“Si poteva fare di più. Ci si saremmo aspettati uno sforzo maggiore da parte delle amministrazioni locali per alleviare un po’ la pressione fiscale su imprese e cittadini”. Il segretario di Confartigianato Imprese di Viterbo, Andrea De Simone, commenta così, con rammarico, la decisione dell’amministrazione comunale di Viterbo e di quelle di altri centri della Tuscia di non aderire alla rottamazione quinquies, la misura prevista dalla Legge di Bilancio 2026 che avrebbe consentito ai comuni del territorio di introdurre forme di definizione agevolata delle posizioni affidate all’Agenzia delle Entrate-Riscossione fino al 31 dicembre 2023. Una possibilità che avrebbe riguardato tributi locali come Imu e Tari e che avrebbe consentito a cittadini e imprese di regolarizzare la propria posizione attraverso l’abbattimento delle sanzioni e degli interessi maturati, mantenendo integralmente dovuto il pagamento del tributo originario.

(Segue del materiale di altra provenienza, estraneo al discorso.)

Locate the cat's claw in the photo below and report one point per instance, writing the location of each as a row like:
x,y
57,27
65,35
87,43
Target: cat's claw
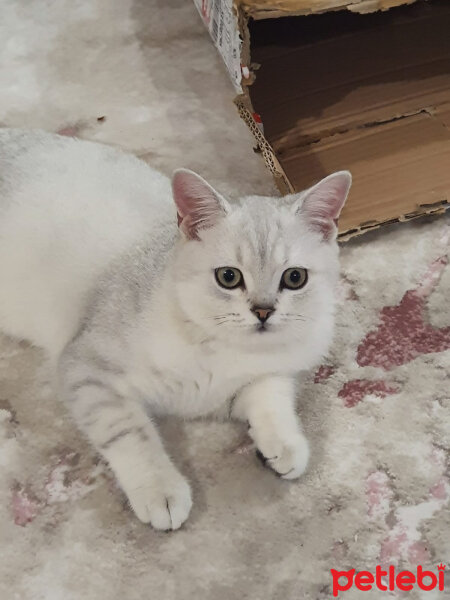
x,y
165,503
288,459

“Dispiace constatare che il Comune di Viterbo e altri enti abbiano scelto di non utilizzare uno strumento che avrebbe potuto rappresentare un aiuto concreto per molte famiglie e molte attività economiche del territorio – spiega ancora De Simone –. È importante chiarire che non stiamo parlando di un condono né di una sanatoria che avrebbe premiato chi non paga le tasse. Le quali, infatti, sarebbero comunque rimaste integralmente dovute. La misura inserita nelle Legge di Bilancio 2026 prevede in realtà esclusivamente la cancellazione delle sanzioni e degli interessi, consentendo ai contribuenti di mettersi in regola in maniera più sostenibile”.
Secondo il segretario di Confartigianato, il provvedimento avrebbe rappresentato una risposta concreta alle criticità che molte imprese e famiglie hanno attraversato negli ultimi anni. “Non possiamo dimenticare gli effetti della pandemia, l’aumento dei costi energetici, l’inflazione e le difficoltà che hanno colpito il tessuto produttivo locale – prosegue De Simone –. Molte aziende, specie quelle più piccole, pur avendo sempre avuto la volontà di adempiere ai propri obblighi fiscali, si sono trovate a fare i conti con una situazione straordinaria. Idem le famiglie. Offrire la possibilità di rientrare dai debiti eliminando sanzioni e interessi avrebbe rappresentato un segnale di attenzione e vicinanza verso chi produce ricchezza, occupazione e sviluppo sul territorio”.
Per l’associazione di categoria, la definizione agevolata avrebbe potuto favorire anche una maggiore efficacia nella riscossione delle entrate comunali. “La rottamazione quinquies è una misura equilibrata – conclude il segretario di Confartigianato Viterbo –, capace di coniugare il recupero delle somme dovute con le esigenze della comunità. Si poteva fare di più ed è un peccato che, da Viterbo ad altre aree della Tuscia, questa opportunità non sia stata colta”.